И чем в более интеллектуальную среду я попадал, тем реже встречал образцы подлинных мужских взаимоотношений.
* * *
Не с того я разговор начал. Начал я его с необходимости символов вечности. И не великих и всеобщих, но для каждого сугубо личных. Есть, положим, невдалеке четыре, пять, шесть человек, чьи имена даже помянуть пострашусь в связи с такой темой, – так вот, кажется, что, не дай Бог, переживу их, тогда, как в русской песенке: "Во поле березонька стояла".
И нет, не о каких-то близких друзьях речь. Даже единомышленниками не рискну назвать, поскольку тьма тем никогда и оговорена не была. Но – оплоты! Иначе никак не сказать.
Да и, в конце концов, должен же быть хоть какой-нибудь символ вечности, как тот парус одинокий на горизонте – оглянулся и увидел: белеет! И ей-богу, плевать, прав он или не прав, что так и не определился относительно бури. Важно, что белеет!
Я же счастлив только тем, что научился не думать о себе – Бог дал крепкие приключенческие сны, в них нет муки. Чтоб спокойно доживать, надо уметь засыпать быстро и легко просыпаться. А в каждом утре должно быть дело. Большое или пустяк, но встал – и за дело, и только ухом в сторону – кто нынче еще ушел, не простившись по незнакомству.
С каждой утратой всякий раз поражаешься тому, сколь многих любил, не задумываясь. В сущности, каждый встречный сперва напрашивался на любовь, и если я не проявлял "бдительности", то попадался и расплачивался. Но честно без особого сожаления. Думаю, что вообще вот-вот скоро обнаружится, что в действительности был полон любовью к человекам, что, может, одной любовью и жил, а вражду и отталкивание только изображал, чтобы не казаться самому себе скучным и пресным...
* * *
...Всякая добросовестно додуманная мысль о жизни способна причинить боль...

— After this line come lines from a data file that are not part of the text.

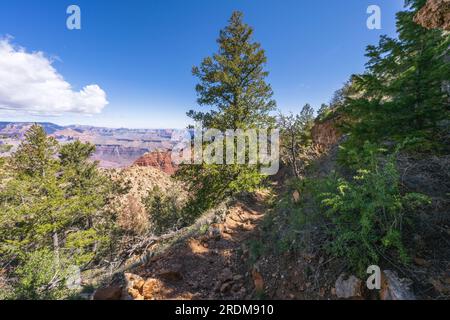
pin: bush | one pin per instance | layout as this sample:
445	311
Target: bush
165	211
368	213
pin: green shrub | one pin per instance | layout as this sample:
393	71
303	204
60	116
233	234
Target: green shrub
368	212
165	211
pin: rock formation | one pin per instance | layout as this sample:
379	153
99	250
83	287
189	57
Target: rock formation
160	159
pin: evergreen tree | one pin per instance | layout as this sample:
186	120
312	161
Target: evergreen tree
231	83
53	214
295	132
401	94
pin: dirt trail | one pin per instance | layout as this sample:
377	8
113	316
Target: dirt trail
209	266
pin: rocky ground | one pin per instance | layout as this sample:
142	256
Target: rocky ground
213	264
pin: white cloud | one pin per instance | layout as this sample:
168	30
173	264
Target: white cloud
30	84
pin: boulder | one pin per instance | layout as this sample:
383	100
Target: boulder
108	293
152	289
394	288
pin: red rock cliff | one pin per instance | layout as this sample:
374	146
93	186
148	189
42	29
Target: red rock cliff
159	159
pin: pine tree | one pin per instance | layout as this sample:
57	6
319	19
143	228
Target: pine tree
53	214
295	132
402	90
232	81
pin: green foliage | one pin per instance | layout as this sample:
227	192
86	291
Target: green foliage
401	93
368	213
232	83
165	211
5	148
53	214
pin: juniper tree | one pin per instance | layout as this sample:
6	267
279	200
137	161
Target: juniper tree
53	214
402	89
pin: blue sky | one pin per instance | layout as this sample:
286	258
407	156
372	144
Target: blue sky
141	52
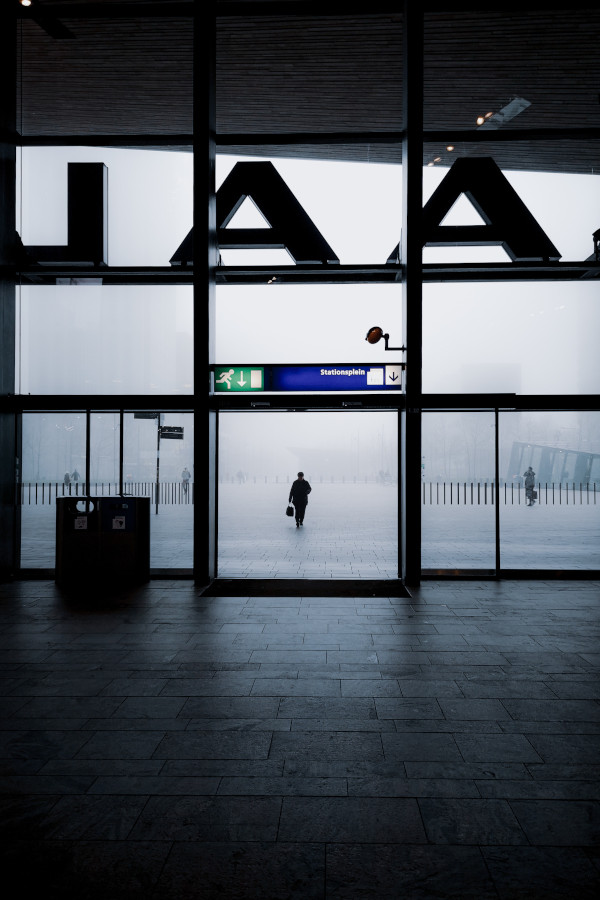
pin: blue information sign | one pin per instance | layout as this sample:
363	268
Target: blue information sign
339	377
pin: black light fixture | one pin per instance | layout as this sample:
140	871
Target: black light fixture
375	334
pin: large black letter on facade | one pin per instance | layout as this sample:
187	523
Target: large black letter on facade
87	241
509	222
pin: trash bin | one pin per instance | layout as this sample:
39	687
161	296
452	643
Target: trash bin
102	539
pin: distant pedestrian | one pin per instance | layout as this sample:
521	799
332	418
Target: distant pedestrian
299	497
529	477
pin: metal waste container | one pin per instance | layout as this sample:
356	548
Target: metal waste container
102	539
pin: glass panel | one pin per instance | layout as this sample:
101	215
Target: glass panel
105	339
457	474
318	324
517	337
105	430
53	463
158	451
520	65
351	522
102	75
559	529
356	207
149	200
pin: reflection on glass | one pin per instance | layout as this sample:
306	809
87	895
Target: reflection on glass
78	339
158	450
531	87
350	526
560	528
458	492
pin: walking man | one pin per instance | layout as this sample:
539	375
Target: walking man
299	497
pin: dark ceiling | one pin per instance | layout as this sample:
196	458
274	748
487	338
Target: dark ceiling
303	72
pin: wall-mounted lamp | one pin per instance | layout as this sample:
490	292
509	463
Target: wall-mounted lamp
375	334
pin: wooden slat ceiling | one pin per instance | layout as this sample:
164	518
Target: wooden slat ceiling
295	69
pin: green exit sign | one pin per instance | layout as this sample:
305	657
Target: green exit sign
239	378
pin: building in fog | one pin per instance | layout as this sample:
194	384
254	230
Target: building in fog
351	184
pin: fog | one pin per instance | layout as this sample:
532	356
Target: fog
538	338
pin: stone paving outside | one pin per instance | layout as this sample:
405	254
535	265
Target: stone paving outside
350	533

Не мне принадлежит сие грустное суждение. Его высказал как-то Василь Стус, дивный украинский поэт, погибший в лагере. Год был восемьдесят пятый. В стране уже что-то начиналось непредвиденное, но мы, заключенные лагеря особого режима, так называемые политические рецидивисты, то есть неисправимые, то есть обреченные на вымирание сроками и изоляцией, мы не знали, не верили, не надеялись... Нам было некогда верить или надеяться, мы были озабочены выживанием...
Когда в конце лета восемьдесят третьего после месячного мотания по пересылочным тюрьмам я прибыл на знаменитую тридцать шестую особую, там было всего тридцать человек. Всем за сорок и за пятьдесят, у всех один и тот же срок – десять плюс пять, у всех хронические болезни и хроническое упрямство: никто не соглашался на свободу в обмен на компромисс, каковой был до смешного прост – надо было обещать более никогда "не высовываться", только и всего...

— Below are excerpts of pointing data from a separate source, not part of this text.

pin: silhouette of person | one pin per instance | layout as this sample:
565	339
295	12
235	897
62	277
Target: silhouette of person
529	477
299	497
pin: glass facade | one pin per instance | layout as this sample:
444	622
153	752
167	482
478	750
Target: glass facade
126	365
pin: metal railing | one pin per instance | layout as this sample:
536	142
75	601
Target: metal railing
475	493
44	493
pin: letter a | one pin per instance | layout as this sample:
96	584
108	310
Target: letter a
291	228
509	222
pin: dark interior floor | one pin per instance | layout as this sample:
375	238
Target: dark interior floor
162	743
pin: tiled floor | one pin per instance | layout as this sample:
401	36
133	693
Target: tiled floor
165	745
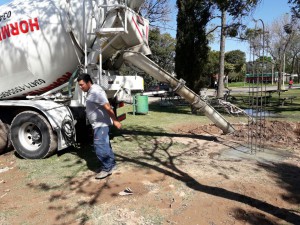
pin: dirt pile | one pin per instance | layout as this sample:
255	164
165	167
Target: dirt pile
273	133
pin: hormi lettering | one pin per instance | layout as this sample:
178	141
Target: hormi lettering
17	28
22	88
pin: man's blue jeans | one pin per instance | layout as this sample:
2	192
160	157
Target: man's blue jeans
103	148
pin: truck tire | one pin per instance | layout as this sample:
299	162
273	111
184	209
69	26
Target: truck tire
32	135
4	137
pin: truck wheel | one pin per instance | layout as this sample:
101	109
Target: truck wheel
4	136
32	135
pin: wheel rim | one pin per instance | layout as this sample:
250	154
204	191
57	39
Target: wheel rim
30	136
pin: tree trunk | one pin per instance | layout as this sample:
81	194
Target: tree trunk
280	75
222	56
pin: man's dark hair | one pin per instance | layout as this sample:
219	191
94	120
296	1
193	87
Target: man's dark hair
85	77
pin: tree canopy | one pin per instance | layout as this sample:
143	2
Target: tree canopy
192	45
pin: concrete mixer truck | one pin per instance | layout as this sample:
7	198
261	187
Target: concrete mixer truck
45	44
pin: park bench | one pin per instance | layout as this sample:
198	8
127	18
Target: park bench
287	98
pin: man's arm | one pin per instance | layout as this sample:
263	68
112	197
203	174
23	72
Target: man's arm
112	115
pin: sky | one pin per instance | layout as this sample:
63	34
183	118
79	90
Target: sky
267	11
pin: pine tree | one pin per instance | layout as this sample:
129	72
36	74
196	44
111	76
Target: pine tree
192	45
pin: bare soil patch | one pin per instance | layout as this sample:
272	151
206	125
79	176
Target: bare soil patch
190	186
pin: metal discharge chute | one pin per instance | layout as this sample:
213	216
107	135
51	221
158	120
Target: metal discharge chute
144	63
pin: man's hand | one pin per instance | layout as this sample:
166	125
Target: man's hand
111	113
117	124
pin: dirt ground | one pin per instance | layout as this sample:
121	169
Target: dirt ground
213	179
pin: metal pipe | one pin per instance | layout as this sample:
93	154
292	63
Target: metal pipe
142	62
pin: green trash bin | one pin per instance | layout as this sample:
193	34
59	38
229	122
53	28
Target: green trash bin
140	104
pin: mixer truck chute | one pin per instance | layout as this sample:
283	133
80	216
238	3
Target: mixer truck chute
46	43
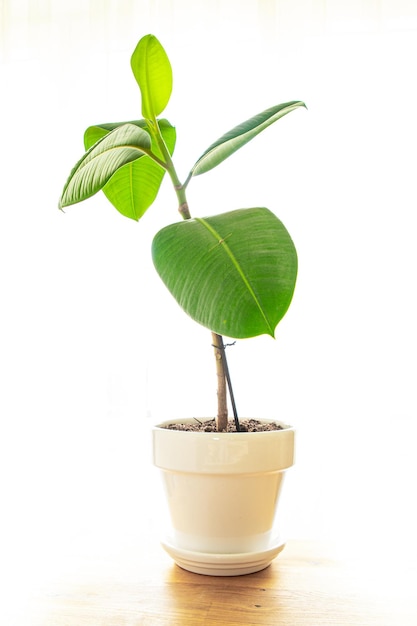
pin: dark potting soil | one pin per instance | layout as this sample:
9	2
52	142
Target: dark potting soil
208	426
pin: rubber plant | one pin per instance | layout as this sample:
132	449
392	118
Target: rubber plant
235	272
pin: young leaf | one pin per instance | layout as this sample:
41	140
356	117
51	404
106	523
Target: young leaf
102	160
240	135
134	187
153	73
234	273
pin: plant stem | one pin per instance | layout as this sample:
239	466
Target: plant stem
223	377
221	419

Из политических я был единственный русский. Остальные – украинцы, прибалты, армяне. Еще несколько человек "за войну" и один "гэрэушник", когда-то перебежавший к американцам, когда-то добровольно вернувшийся и получивший свой червонец вместо высшей меры по причине раскаяния.

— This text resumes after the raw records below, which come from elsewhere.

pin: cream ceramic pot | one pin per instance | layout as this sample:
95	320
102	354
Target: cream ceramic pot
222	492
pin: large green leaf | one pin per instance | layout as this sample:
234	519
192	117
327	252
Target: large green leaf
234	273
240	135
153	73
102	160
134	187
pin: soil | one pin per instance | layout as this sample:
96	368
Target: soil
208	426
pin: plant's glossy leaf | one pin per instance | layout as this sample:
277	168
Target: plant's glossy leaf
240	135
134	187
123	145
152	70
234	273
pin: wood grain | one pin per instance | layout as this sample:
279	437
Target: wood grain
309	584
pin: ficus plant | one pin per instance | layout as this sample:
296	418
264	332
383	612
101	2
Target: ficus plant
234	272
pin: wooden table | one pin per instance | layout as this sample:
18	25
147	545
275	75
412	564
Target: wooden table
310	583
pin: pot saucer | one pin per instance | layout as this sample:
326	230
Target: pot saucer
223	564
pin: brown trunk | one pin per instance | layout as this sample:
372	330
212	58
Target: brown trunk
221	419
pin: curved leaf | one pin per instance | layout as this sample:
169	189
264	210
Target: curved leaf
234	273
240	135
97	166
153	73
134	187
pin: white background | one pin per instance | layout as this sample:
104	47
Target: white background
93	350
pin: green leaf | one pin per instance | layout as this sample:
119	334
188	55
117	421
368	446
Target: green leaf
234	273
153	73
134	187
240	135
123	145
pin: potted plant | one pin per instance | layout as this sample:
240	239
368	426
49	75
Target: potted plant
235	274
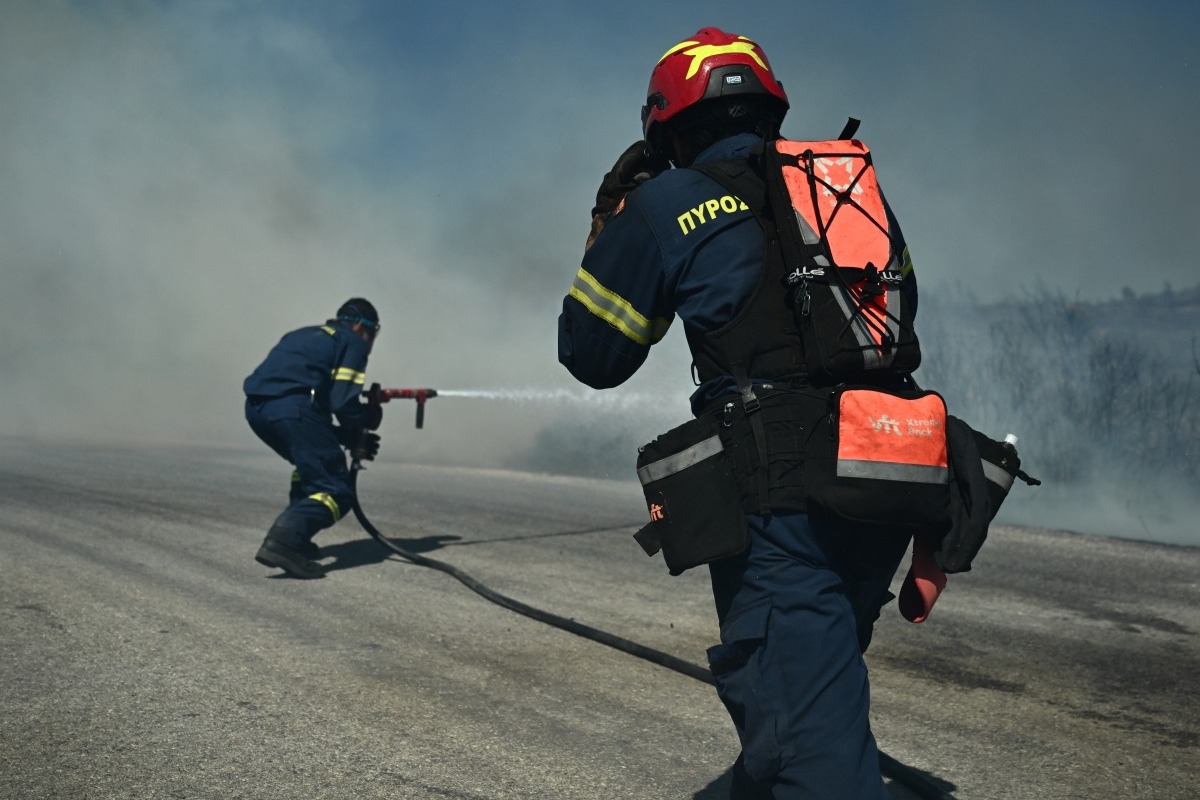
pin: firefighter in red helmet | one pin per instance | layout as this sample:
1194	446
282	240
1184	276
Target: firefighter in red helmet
797	603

Ныне усилиями энтузиастов Пермской области наша зона превращена в музей. Посетителям рассказывают, что это была самая суровая зона с жесточайшим режимом...
И правда, и неправда. Режим приемлемый, питание намного лучше, чем, положим, в мордовских лагерях, где мы все пересидели в разное время, работа не тяжелая, норма выполнимая, обращение вежливое... И тем не менее – это была зона на умирание.